In this project I try to build etl pipeline and store the data in BigQuery with google cloud platform. To create etl pipeline I use gcp functions as processor and gcp scheduler as trigger. I build 2 different pipeline one of them is extract currency data and insert currency values daily and the second one is extract some informarmation on gcp storege, apply some logics and update BigQuery.
At the below there is a architecture snapshot which contain 3 nodes with decision maker node.
- Currency etl job In this etl job I use currency converter and insert currency information based on 'US' currency.

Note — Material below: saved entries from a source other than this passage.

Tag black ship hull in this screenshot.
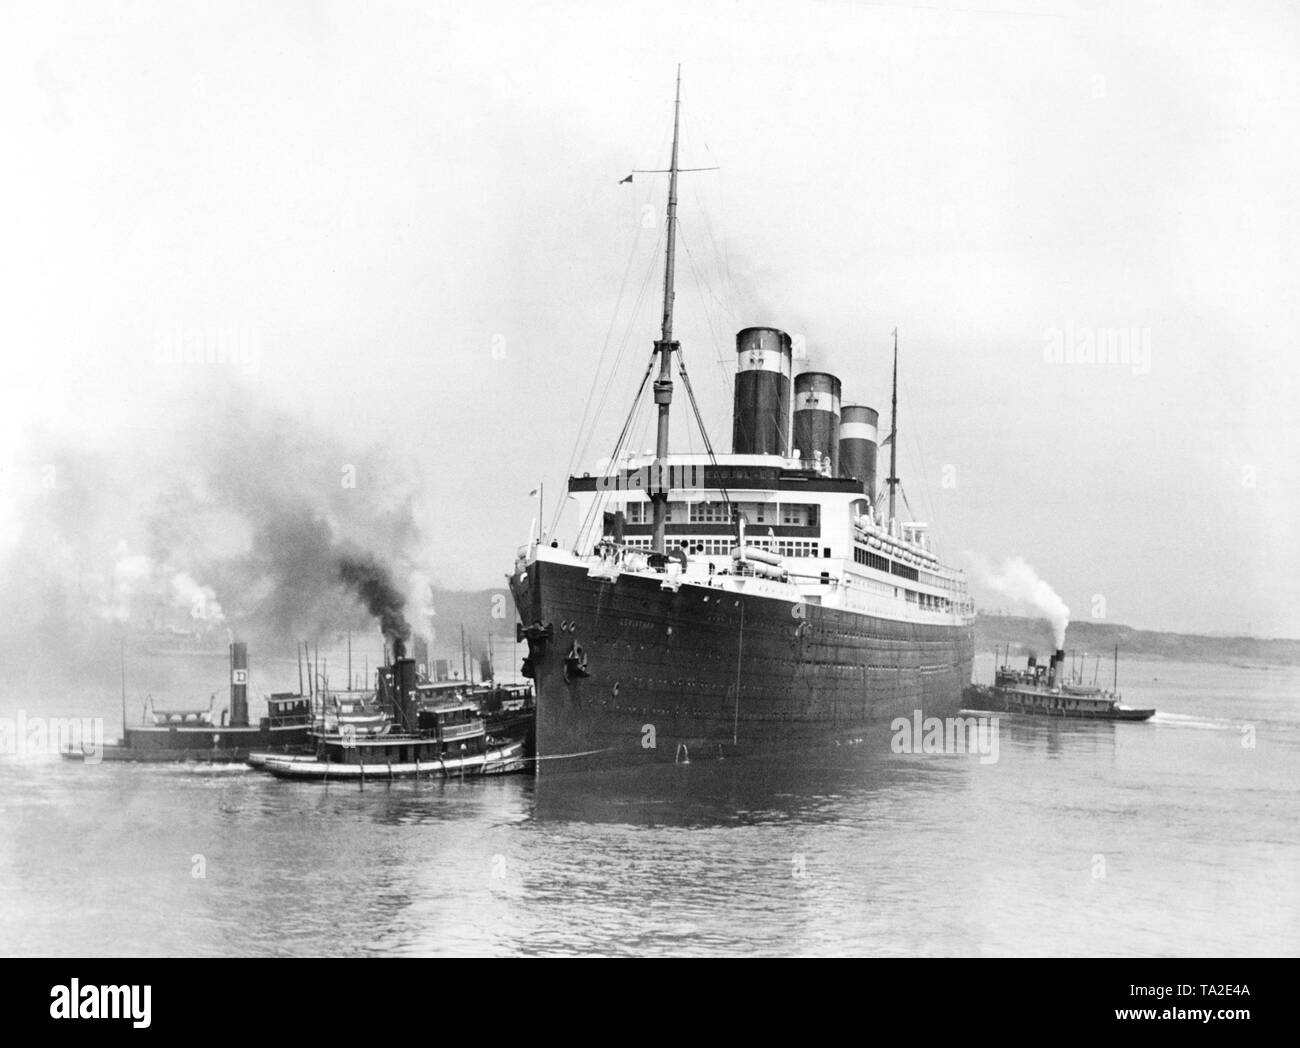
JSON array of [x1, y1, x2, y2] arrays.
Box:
[[510, 557, 973, 769], [62, 722, 311, 763]]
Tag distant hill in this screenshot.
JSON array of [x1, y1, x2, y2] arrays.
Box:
[[976, 613, 1300, 667]]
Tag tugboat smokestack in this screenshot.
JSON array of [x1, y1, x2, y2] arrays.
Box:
[[1049, 648, 1066, 687], [392, 656, 418, 732], [229, 641, 249, 728]]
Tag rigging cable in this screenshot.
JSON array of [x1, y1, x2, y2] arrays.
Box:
[[553, 212, 648, 490], [550, 226, 665, 542], [899, 365, 945, 551], [575, 357, 656, 552], [678, 223, 736, 410], [677, 352, 733, 519], [571, 226, 664, 477]]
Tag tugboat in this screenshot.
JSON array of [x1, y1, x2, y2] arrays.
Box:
[[416, 678, 536, 753], [474, 681, 536, 754], [963, 647, 1154, 721], [64, 642, 313, 762], [252, 645, 528, 781]]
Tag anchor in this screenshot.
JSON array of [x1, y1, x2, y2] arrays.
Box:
[[563, 639, 590, 683]]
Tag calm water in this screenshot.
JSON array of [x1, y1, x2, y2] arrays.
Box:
[[1, 652, 1297, 956]]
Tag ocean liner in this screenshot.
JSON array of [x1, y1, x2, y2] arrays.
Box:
[[508, 73, 975, 768]]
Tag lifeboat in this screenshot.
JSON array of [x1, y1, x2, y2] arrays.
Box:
[[732, 546, 783, 567]]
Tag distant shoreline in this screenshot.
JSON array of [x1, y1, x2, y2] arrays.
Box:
[[975, 613, 1300, 668]]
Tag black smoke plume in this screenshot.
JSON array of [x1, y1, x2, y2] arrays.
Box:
[[336, 549, 411, 648]]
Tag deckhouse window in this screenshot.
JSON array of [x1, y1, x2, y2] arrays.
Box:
[[854, 548, 889, 573], [689, 501, 730, 523], [781, 503, 818, 526]]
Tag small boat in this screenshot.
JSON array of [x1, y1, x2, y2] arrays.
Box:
[[63, 642, 313, 762], [256, 702, 527, 780], [963, 647, 1154, 722], [415, 679, 536, 753], [475, 682, 536, 754], [148, 698, 217, 726], [250, 649, 530, 780]]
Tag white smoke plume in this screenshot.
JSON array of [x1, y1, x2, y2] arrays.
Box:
[[100, 543, 153, 623], [966, 553, 1070, 648], [92, 546, 227, 628], [170, 570, 225, 625]]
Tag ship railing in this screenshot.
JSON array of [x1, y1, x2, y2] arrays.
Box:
[[590, 540, 660, 574]]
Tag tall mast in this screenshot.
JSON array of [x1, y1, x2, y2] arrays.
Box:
[[650, 66, 682, 555], [661, 66, 682, 349], [887, 328, 899, 526]]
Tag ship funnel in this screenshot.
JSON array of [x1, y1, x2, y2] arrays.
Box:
[[732, 327, 793, 456], [393, 657, 419, 732], [1049, 649, 1066, 687], [793, 372, 842, 474], [229, 641, 249, 728], [838, 404, 879, 498]]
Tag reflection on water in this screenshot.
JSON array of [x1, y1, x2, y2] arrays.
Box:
[[0, 655, 1297, 956], [527, 747, 963, 828]]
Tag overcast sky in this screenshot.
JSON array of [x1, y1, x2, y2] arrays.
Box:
[[2, 0, 1297, 636]]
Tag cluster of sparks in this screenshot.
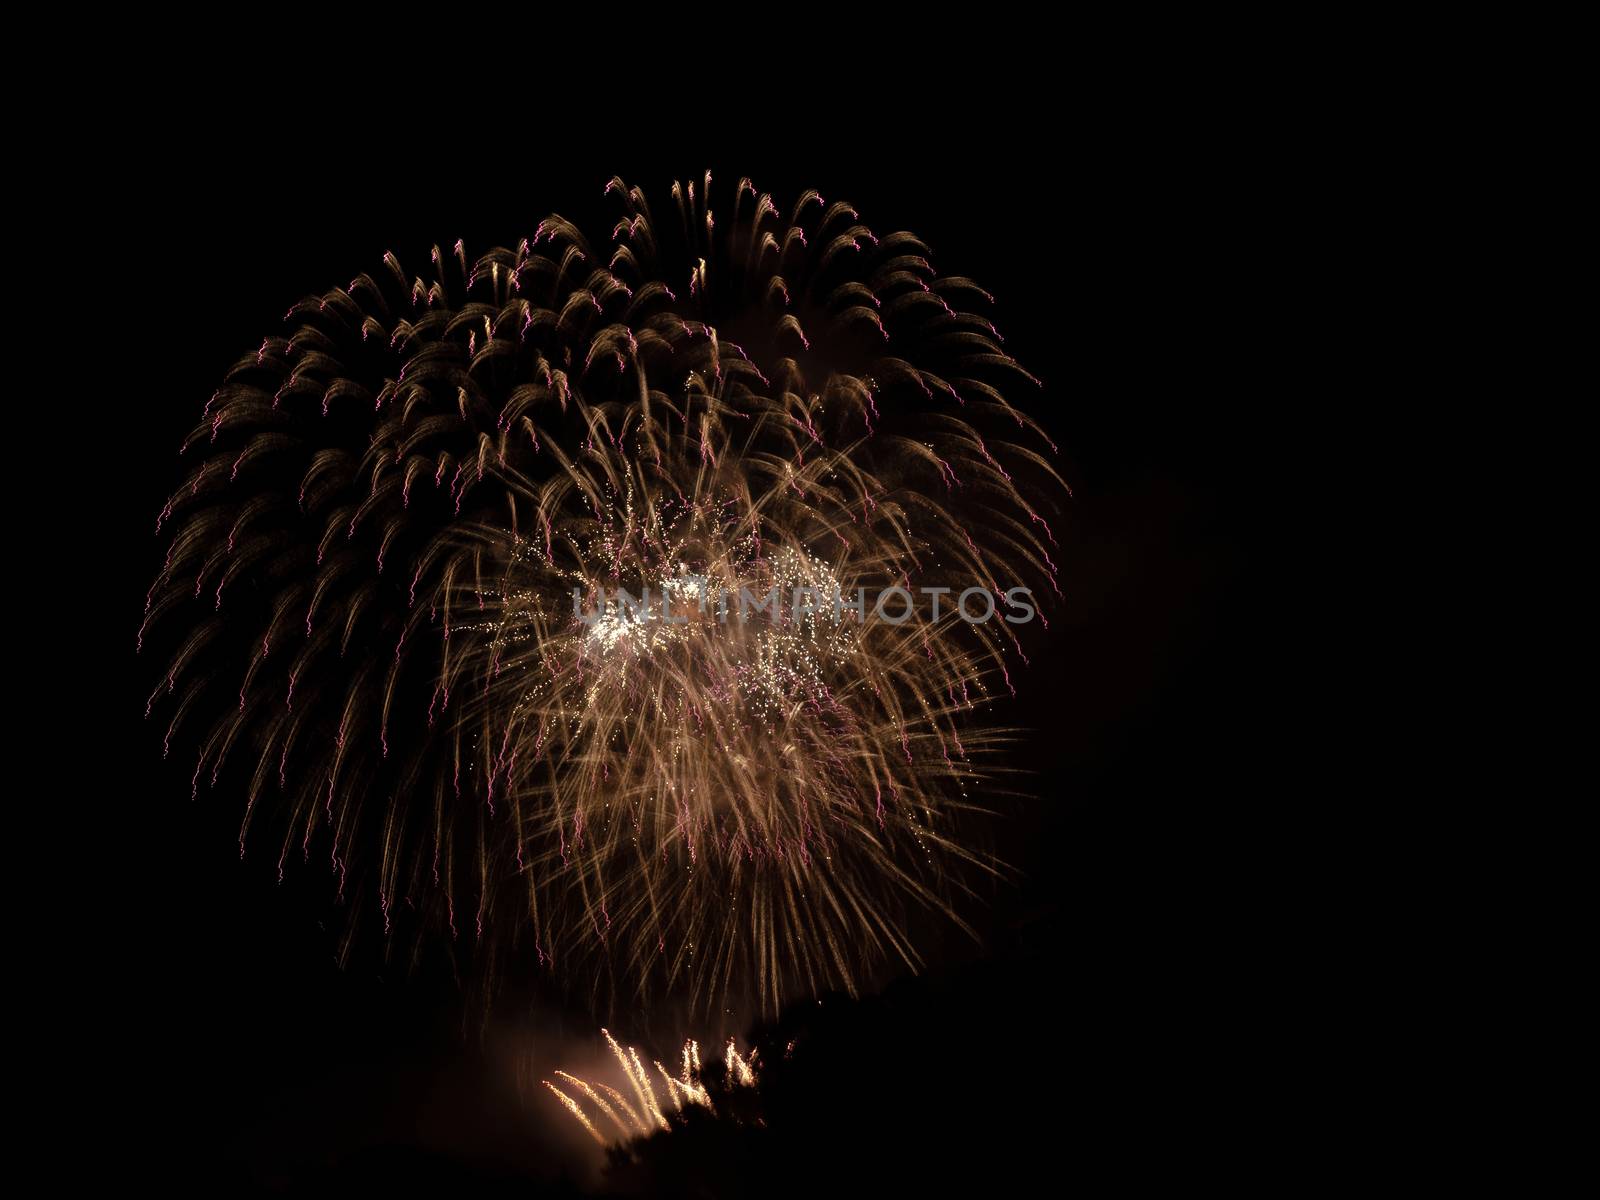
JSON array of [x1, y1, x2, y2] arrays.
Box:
[[542, 1030, 760, 1148], [140, 172, 1065, 1016]]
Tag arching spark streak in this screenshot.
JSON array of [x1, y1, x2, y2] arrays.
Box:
[[544, 1079, 605, 1146]]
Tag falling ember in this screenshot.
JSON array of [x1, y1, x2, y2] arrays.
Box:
[[139, 172, 1066, 1017]]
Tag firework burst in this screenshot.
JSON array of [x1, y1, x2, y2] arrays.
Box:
[[140, 172, 1066, 1015]]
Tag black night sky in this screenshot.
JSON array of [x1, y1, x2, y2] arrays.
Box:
[[89, 101, 1274, 1195]]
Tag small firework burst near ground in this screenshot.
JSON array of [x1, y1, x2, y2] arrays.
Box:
[[543, 1030, 762, 1148]]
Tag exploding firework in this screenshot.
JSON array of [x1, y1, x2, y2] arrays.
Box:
[[543, 1029, 761, 1147], [140, 172, 1066, 1015]]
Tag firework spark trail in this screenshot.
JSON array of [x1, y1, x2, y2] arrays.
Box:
[[596, 1082, 649, 1134], [140, 173, 1067, 1015], [554, 1070, 639, 1139], [725, 1038, 757, 1089], [544, 1079, 605, 1146], [604, 1028, 669, 1131]]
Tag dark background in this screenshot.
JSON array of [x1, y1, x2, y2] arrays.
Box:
[[85, 106, 1278, 1193]]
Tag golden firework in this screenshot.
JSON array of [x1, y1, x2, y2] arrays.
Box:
[[141, 173, 1065, 1016]]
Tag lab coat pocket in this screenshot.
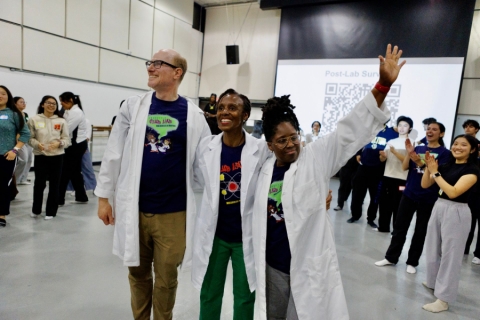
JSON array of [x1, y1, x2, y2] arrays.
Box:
[[293, 180, 318, 219], [306, 248, 341, 299]]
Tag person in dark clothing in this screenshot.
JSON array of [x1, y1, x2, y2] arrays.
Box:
[[347, 125, 398, 227], [204, 93, 221, 135], [462, 119, 480, 265], [417, 117, 437, 145], [334, 154, 359, 211]]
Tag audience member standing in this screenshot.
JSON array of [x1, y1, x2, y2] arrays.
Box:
[[421, 134, 479, 313], [305, 121, 321, 144], [417, 117, 437, 145], [95, 49, 210, 319], [28, 96, 71, 220], [348, 124, 398, 227], [204, 93, 221, 134], [0, 85, 30, 227], [375, 122, 450, 274], [58, 92, 89, 205], [13, 97, 33, 185], [377, 116, 413, 232], [333, 154, 359, 211], [462, 119, 480, 264]]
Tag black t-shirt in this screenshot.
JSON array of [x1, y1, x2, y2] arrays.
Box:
[[215, 141, 244, 243], [266, 162, 291, 275], [204, 104, 217, 115], [438, 162, 479, 203]]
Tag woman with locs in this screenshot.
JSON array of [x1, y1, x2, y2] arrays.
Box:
[[28, 96, 71, 219], [420, 134, 479, 313], [251, 44, 404, 320]]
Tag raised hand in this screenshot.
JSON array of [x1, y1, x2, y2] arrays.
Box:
[[405, 138, 415, 155], [378, 44, 406, 87]]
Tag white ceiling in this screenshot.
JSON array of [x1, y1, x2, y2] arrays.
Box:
[[195, 0, 257, 8]]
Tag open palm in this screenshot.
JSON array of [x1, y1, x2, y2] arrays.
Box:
[[378, 44, 406, 87]]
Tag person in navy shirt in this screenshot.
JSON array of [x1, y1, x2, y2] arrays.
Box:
[[348, 124, 398, 227], [376, 122, 450, 274]]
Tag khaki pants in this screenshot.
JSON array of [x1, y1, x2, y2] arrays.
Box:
[[128, 211, 186, 320]]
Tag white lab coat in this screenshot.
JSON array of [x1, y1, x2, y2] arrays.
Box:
[[95, 91, 210, 267], [191, 131, 270, 291], [252, 92, 390, 320]]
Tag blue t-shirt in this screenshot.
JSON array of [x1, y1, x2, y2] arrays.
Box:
[[266, 162, 291, 275], [215, 140, 244, 243], [403, 145, 450, 203], [359, 126, 398, 167], [139, 94, 188, 213]]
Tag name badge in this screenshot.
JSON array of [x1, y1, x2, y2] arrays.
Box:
[[0, 115, 8, 120], [36, 122, 45, 128], [399, 186, 405, 191], [439, 189, 443, 196]]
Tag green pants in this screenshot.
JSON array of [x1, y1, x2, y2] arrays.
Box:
[[200, 237, 255, 320]]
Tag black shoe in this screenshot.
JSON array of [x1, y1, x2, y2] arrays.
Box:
[[0, 218, 6, 227], [347, 218, 358, 223], [367, 221, 379, 229], [333, 205, 342, 211]]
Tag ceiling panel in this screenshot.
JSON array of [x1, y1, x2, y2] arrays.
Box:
[[195, 0, 257, 7]]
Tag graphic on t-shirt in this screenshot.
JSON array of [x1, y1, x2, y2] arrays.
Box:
[[145, 114, 178, 154], [220, 160, 242, 205], [268, 180, 284, 223], [370, 136, 387, 150], [415, 152, 439, 173]]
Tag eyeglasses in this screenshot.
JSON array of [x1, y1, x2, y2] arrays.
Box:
[[44, 102, 57, 106], [145, 60, 179, 70], [273, 134, 301, 149]]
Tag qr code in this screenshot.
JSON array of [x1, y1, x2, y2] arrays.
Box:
[[322, 83, 401, 132]]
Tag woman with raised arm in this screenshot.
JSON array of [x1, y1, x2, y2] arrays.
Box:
[[420, 134, 479, 313], [251, 44, 404, 320]]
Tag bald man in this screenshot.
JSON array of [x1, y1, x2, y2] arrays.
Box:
[[95, 49, 210, 319]]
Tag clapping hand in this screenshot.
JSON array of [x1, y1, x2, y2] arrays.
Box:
[[405, 138, 422, 165], [425, 151, 438, 173]]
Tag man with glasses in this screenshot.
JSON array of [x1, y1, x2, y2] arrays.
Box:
[[95, 49, 210, 319]]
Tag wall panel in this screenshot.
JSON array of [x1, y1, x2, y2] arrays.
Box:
[[99, 49, 149, 90], [66, 0, 101, 46], [178, 72, 199, 99], [199, 4, 281, 100], [129, 0, 154, 59], [152, 9, 174, 54], [173, 19, 202, 73], [100, 0, 130, 53], [24, 0, 65, 36], [23, 29, 99, 81], [458, 79, 480, 114], [0, 0, 22, 23], [0, 22, 22, 68], [155, 0, 193, 25], [464, 11, 480, 78]]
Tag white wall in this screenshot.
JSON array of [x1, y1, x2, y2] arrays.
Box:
[[199, 3, 281, 101], [0, 0, 203, 108]]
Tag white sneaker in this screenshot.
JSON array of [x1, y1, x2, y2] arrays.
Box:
[[18, 181, 31, 185], [375, 259, 394, 267], [472, 257, 480, 265], [406, 265, 417, 274], [30, 213, 38, 218], [44, 216, 54, 220]]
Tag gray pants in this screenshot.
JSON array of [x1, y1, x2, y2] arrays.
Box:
[[14, 144, 33, 182], [266, 264, 298, 320], [425, 198, 471, 303]]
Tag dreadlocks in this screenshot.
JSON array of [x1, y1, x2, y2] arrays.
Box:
[[261, 95, 300, 142]]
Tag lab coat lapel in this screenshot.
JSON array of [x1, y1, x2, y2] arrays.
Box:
[[205, 134, 223, 214], [240, 133, 259, 216]]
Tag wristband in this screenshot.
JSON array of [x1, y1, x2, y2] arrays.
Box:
[[11, 149, 18, 155], [375, 82, 390, 94]]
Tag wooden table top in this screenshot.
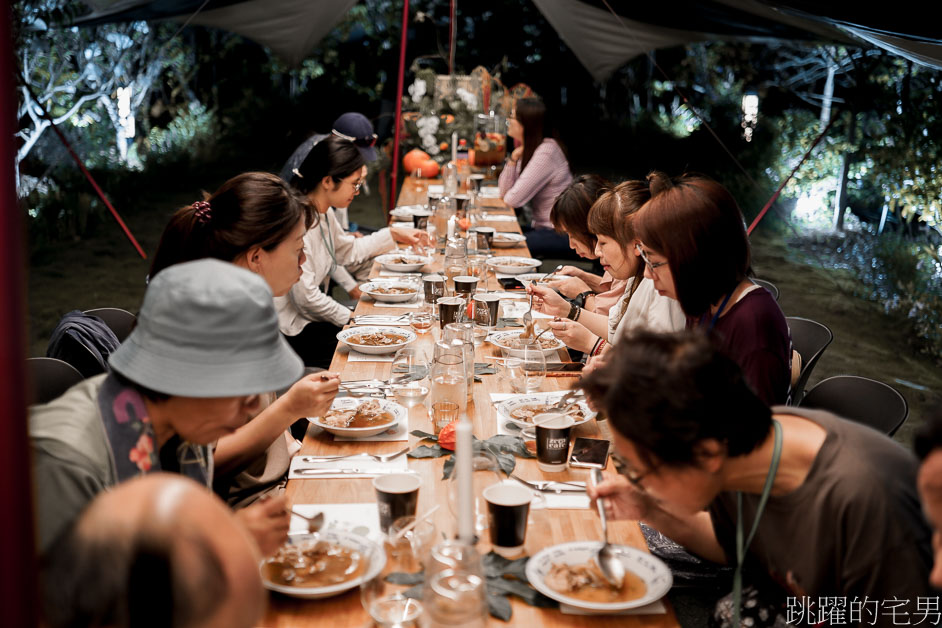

Sample table:
dt | code | rate |
---|---|---|
date | string | float |
- Ad Network etl job In this etl job I update network cost information from bucket to bigQuery with some logics. This etl job update 2 table one of them contain ad network info and the other one contain processed files.
dt | file_name |
---|---|
date | string |
dt | network | currency | platform | cost | cost_usd | file_name |
---|---|---|---|---|---|---|
date | string | float | string | float | float | string |
To deploy the changes I use gcp builder with github releases. To release the changes I use tags. There is 2 type of tag for each etl job.
Currency etlJob tag: currency0.0.0
Ad Network etlJob tag: adnetwork0.0.0
In the development phase I used dev BigQuery tables and functions framework with this setup we can similate production. To run this framework with environment variables use following cmds.
CURRENCY_TABLE='<table_name>' GOOGLE_APPLICATION_CREDENTIALS='<credentials_path>' \
functions-framework --target http_currency_updater --debug
AD_NETWORK_TABLE='<table_name>' PROCESSED_FILE_TABLE='<table_name>' \
BUCKET_NAME='<bucket_name>' GOOGLE_APPLICATION_CREDENTIALS='<credentials_path>' \
functions-framework --target http_ad_network_updater --debug
Normaly the etl jobs trigger with {}
body but in some cases we could run etl jobs with predefined parameters to check parameters check out validation folder.
- In future I can add parametric option in ad network etl.
- In future I can run bigQueries with dask framework.